I wanted to send in to Post Secret all the things I really have to say to you, but I don’t think I can fit all of it onto just one post card. So I suppose my tumblr blog, the one journal you can’t find because you are not technologically literate, will have to suffice.
Since you’ve moved here, you’ve picked up ridiculous quirks and habits that piss me the fuck off. You are not white trash anymore, you are a lady, so fucking act like it.
Thanks for uprooting me from my friends and family and bringing me all the way to “the hood” of Portland. I love not being able to take a walk at night, listening to sirens race past my window all night, and wondering when someone is going to break into our house. This is just splendid.
Where the fuck did that accent come from?!
It’s cute that you try to act like you’re southern. Really, it is. Are you trying to impress him? Because he’s not here anymore, so knock it off. Obviously it didn’t work.
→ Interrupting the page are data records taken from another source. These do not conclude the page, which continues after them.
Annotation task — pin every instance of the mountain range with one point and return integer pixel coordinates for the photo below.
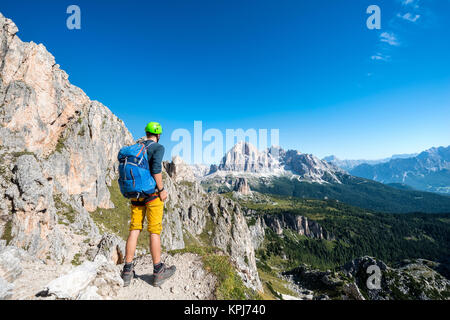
(64, 222)
(427, 171)
(292, 173)
(348, 165)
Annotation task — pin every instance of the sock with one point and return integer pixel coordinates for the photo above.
(157, 267)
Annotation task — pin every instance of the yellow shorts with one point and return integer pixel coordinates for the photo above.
(154, 212)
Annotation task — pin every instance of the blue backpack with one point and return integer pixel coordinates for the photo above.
(135, 179)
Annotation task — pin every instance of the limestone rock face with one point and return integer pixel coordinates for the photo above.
(58, 149)
(246, 158)
(91, 280)
(192, 212)
(241, 186)
(302, 225)
(58, 156)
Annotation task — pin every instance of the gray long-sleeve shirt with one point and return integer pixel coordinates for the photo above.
(155, 154)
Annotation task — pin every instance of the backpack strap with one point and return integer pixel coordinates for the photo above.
(146, 144)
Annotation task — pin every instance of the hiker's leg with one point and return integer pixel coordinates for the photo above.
(155, 247)
(137, 219)
(131, 245)
(155, 209)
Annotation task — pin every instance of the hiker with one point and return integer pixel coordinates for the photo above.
(146, 205)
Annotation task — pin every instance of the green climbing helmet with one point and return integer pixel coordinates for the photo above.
(153, 127)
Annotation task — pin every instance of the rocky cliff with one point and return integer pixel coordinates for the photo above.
(58, 149)
(246, 158)
(58, 164)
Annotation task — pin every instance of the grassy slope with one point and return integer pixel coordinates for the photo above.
(362, 193)
(230, 285)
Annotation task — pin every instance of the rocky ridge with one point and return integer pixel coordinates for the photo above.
(58, 163)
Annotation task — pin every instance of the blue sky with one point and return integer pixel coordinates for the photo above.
(311, 69)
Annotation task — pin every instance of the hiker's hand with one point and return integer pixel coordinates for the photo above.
(163, 195)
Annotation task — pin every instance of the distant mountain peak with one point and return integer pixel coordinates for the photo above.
(246, 158)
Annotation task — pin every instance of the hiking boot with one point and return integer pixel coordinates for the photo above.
(127, 274)
(163, 274)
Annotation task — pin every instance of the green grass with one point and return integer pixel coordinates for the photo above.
(359, 192)
(273, 285)
(64, 211)
(7, 232)
(358, 232)
(230, 285)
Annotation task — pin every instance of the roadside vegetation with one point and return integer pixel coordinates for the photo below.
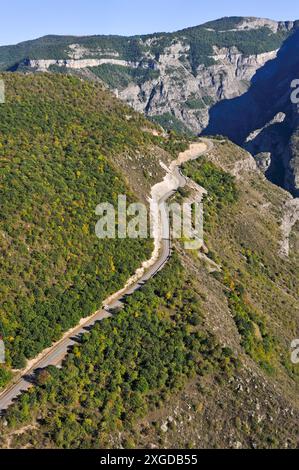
(60, 143)
(127, 366)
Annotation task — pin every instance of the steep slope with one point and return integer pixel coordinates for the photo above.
(264, 119)
(188, 80)
(65, 146)
(200, 357)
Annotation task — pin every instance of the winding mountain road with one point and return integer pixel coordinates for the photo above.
(55, 355)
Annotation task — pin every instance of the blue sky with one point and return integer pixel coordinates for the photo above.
(28, 19)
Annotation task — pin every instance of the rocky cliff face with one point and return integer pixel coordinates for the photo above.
(231, 77)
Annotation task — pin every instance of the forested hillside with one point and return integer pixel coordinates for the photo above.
(62, 142)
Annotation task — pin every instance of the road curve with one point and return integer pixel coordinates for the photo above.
(58, 351)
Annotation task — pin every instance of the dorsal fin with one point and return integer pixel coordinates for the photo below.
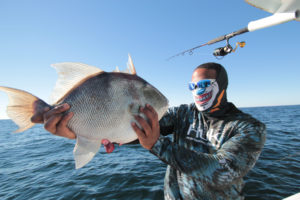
(130, 65)
(69, 75)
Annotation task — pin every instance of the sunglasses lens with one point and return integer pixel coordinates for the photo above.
(203, 83)
(192, 86)
(199, 84)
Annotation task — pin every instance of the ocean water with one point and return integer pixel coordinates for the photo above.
(38, 165)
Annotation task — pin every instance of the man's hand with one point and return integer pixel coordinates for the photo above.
(55, 122)
(150, 131)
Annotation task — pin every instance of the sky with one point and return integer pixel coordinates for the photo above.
(35, 34)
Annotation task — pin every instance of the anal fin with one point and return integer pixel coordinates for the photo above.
(85, 150)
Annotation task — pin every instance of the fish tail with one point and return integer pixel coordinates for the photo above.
(21, 107)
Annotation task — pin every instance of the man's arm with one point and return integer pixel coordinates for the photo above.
(236, 157)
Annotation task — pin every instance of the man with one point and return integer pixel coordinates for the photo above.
(214, 144)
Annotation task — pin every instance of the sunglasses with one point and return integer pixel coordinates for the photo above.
(201, 84)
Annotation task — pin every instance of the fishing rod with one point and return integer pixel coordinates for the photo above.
(272, 20)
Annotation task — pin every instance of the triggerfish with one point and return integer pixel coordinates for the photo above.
(103, 103)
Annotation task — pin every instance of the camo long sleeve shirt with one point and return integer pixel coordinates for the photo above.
(208, 157)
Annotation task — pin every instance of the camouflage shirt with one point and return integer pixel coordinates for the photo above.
(208, 156)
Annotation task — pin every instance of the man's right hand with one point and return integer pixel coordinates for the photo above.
(55, 121)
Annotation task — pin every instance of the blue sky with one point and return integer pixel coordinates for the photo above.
(35, 34)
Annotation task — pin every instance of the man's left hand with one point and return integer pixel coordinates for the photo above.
(150, 131)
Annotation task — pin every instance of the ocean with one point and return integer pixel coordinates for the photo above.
(37, 165)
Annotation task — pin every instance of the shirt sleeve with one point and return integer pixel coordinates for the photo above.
(232, 161)
(167, 122)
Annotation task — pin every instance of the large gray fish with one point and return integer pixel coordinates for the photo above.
(103, 105)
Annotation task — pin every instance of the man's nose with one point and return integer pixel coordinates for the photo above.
(200, 91)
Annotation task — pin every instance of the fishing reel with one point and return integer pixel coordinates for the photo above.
(223, 51)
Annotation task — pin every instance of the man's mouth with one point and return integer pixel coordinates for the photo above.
(204, 98)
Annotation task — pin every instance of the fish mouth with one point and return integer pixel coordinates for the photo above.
(204, 98)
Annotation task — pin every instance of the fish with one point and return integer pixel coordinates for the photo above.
(103, 103)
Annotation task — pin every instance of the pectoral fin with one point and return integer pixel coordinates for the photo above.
(84, 151)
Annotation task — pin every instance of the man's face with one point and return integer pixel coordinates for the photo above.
(206, 88)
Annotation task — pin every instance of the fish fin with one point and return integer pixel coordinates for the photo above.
(85, 150)
(69, 76)
(21, 107)
(130, 65)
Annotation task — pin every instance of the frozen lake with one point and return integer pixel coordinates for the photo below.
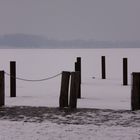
(96, 93)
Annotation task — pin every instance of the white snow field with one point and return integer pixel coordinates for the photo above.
(96, 93)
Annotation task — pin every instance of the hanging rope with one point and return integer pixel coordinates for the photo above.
(35, 80)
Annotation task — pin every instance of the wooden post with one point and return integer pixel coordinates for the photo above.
(135, 91)
(74, 89)
(125, 79)
(63, 99)
(78, 68)
(2, 89)
(103, 67)
(12, 79)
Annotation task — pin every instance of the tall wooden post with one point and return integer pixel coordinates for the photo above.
(125, 78)
(135, 91)
(103, 67)
(12, 79)
(74, 89)
(63, 99)
(2, 89)
(78, 68)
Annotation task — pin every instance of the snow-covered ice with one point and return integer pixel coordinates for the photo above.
(96, 93)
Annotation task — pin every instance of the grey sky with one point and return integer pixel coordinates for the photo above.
(72, 19)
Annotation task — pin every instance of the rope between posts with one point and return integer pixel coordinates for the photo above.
(35, 80)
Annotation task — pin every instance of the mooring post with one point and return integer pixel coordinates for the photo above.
(77, 69)
(63, 99)
(12, 79)
(135, 91)
(103, 67)
(79, 66)
(125, 75)
(2, 89)
(74, 89)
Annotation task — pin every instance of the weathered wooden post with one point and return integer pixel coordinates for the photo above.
(135, 91)
(74, 89)
(77, 69)
(79, 66)
(12, 79)
(103, 67)
(125, 78)
(63, 99)
(2, 88)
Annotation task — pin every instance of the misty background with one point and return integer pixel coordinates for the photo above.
(69, 23)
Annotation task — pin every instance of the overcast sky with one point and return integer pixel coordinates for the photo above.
(72, 19)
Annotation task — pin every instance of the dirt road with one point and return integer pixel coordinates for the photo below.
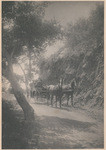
(64, 129)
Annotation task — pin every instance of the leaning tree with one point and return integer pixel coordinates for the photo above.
(23, 25)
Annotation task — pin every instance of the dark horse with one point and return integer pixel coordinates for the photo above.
(55, 91)
(58, 91)
(69, 92)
Also, I find it cute that you’re really getting into the “single mother” role. A bit of constructive criticism though: it’d be more believable if you were really on your own and not being supported by BOTH of your ex-husbands. By the way, I’ll buy groceries and pay for my share of the car insurance, but since you now have TWO men supporting you, I don’t believe it’s my responsibility to worry about paying the rent.
For the love of shit, STOP CALLING ME “BABY GIRL.” And stop calling everyone else “baby,” while you’re at it. It’s not authentic, it’s not real, it’s not you. Everytime you say it I want to ring your neck and make your breathing cease.
Please stop trying to tell me what my wedding will look like. Every image that you get from your “visions of the future” is absolutely stupid. It becomes clearer with every “vision” you speak about, that you really have no idea who I am. Awesome.
I’m really done talking about “what happened.” Every time you try to have a deep conversation with me about it, I can tell you are just trying to have one of those cliched chick-flick moments where everything comes together and we become best fucking friends for life. It’s not gonna happen.
I cannot trust you to be honest with me.
I don’t know who you are. Every story you’ve told, from your childhood to your life with Dad to being with Richard, has changed in little ways. But multiple little ways. So many little ways that I’m not sure they actually happened.
You didn’t raise me to respect you, you raised me to fear you. Though I do respect you, because you are my mother, and I could never let you actually read these things, it’s not because I admire you, or dream of being like you. I fear what you might think of me, what you might say about me, if I were to finally be myself around you, if I were to allow you into my little world.
Fuck it, Post Secret can get tons of cards from me.